Root Causes/Lessons Learned:
- Lack of local knowledge and insufficient planning to foresee this significant risk to the dive at the planning stage. A drift dive continuing beyond Old Harry’s Rock during a flooding tide is known by local divers to be irresponsible. The Admiralty chart carried was intended for coastal passages and not sufficiently detailed, unlike the readily available charts for Poole Harbour and approaches or the immediate coastal area between Swanage and Poole.

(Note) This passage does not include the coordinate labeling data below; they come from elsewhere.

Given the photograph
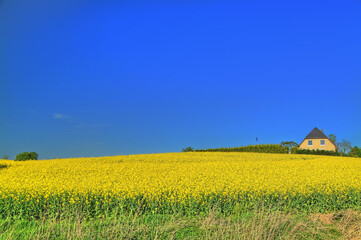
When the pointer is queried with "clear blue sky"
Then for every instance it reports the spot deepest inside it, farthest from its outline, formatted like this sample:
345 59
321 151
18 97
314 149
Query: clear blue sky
96 78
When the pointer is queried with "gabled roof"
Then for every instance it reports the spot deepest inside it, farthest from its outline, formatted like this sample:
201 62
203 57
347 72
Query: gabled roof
316 134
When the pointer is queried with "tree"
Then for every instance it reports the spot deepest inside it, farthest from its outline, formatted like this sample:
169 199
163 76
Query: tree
355 152
344 147
332 138
188 149
26 156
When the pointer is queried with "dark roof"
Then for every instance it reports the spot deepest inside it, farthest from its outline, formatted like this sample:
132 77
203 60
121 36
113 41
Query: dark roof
316 134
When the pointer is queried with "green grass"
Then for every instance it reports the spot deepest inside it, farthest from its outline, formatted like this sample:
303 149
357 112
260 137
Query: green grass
260 224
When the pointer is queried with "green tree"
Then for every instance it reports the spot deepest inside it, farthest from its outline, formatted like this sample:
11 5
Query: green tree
26 156
290 145
188 149
332 138
355 152
344 147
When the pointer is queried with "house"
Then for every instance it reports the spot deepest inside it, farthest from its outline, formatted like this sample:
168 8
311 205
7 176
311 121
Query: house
316 139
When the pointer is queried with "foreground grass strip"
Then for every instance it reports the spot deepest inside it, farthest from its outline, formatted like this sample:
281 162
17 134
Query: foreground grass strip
261 224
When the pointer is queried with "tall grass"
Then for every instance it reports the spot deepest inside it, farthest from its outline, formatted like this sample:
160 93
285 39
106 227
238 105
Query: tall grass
260 224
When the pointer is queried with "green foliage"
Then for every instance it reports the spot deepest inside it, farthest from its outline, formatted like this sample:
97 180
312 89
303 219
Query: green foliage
315 152
332 138
289 144
262 148
26 156
355 152
188 149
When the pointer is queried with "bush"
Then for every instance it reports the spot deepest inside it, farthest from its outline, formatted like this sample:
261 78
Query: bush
26 156
262 148
355 152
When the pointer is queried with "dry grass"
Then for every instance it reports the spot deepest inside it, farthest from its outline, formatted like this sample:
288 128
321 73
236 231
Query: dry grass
256 225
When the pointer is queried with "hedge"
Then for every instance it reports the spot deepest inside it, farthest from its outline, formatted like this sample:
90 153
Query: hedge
262 148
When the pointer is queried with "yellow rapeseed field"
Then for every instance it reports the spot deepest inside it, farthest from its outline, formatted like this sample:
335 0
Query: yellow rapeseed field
178 178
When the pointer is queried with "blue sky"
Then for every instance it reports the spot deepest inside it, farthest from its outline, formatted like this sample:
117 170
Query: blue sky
98 78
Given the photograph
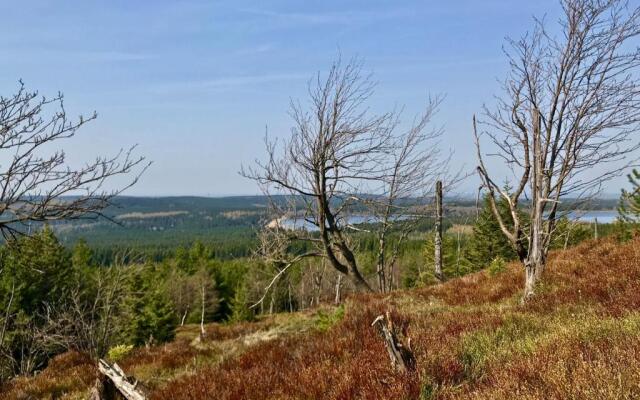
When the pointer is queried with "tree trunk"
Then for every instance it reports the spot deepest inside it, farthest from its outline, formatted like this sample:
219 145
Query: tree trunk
119 379
535 262
400 354
380 267
202 331
338 297
438 236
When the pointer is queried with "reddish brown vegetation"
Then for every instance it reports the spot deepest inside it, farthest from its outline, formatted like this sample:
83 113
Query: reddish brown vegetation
66 373
579 338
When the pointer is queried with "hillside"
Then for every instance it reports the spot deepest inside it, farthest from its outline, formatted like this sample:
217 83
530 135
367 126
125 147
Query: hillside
579 338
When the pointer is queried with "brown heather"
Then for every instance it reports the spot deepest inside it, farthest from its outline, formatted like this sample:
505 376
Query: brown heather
578 339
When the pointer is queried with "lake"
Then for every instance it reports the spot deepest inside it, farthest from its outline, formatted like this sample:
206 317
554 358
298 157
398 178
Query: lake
590 216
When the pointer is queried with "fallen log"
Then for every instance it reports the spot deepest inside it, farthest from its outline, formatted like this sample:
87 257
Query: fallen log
114 379
401 355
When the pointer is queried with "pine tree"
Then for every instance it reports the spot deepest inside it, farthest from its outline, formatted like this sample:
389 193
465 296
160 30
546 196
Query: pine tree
487 241
629 207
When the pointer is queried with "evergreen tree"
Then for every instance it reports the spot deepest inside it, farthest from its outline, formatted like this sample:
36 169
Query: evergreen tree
487 240
152 315
629 206
82 256
240 310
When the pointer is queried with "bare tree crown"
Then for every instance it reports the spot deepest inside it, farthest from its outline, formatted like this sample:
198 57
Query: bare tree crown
37 185
571 103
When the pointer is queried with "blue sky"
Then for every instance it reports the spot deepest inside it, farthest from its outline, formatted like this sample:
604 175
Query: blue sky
194 83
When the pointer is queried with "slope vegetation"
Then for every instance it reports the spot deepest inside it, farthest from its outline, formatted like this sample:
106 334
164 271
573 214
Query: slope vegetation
579 338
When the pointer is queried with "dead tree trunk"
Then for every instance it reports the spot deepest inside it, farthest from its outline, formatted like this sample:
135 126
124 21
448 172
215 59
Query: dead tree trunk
438 235
401 355
338 299
115 378
202 331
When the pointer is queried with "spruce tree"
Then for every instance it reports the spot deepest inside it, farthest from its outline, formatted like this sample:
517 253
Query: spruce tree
629 206
487 241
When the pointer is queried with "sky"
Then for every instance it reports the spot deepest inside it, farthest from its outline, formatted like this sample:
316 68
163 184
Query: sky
196 83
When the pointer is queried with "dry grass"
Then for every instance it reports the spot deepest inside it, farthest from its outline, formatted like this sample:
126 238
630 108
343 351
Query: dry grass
579 338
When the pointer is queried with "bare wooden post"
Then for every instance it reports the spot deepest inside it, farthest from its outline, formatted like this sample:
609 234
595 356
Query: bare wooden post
438 238
202 331
338 297
402 358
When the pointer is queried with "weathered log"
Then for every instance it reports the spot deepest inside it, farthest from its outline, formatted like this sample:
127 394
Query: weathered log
115 376
401 355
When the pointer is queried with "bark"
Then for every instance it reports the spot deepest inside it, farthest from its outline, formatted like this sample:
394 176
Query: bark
202 331
438 234
401 356
119 379
338 298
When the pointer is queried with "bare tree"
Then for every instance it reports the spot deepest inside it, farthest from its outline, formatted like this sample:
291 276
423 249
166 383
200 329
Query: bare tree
571 103
36 184
437 257
414 163
337 151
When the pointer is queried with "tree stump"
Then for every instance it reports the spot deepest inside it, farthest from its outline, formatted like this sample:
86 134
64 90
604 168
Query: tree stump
401 355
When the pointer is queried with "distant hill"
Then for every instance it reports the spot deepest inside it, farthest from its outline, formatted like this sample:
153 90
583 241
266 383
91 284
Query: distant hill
168 221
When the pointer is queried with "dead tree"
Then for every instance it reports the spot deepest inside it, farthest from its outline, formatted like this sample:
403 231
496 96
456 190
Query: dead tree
438 234
415 162
400 354
336 152
37 185
568 119
114 381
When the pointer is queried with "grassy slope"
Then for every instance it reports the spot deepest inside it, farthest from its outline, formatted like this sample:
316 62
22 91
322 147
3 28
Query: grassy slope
579 338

- Insufficient situational awareness and watchkeeping by the Dive Rib. Rib crew was too slow to realise their pace was quicker than planned and that recovery would also take too much time. Whilst the recovery (once commenced) was compliant and rapid, there as no attempt to communicate with Poole VTS, the ship, the Coastguard or any other vessels once the risk had been identified and recovery commenced. Whilst recovering the divers was urgent, a 20 second pause to communicate would have allowed for the ship to have been slowed, stopped, turned around or at least forewarned of requirement for precise manoeuvring at Bar Buoy – mitigating the risk.
- Reasonable assumption by the Pilot and Bridge team that a drifting Rib in this location (not uncommon) could not possibly have had divers down.
- Local and national guidance for dive clubs visiting other areas (such as Poole) may have room for improvement.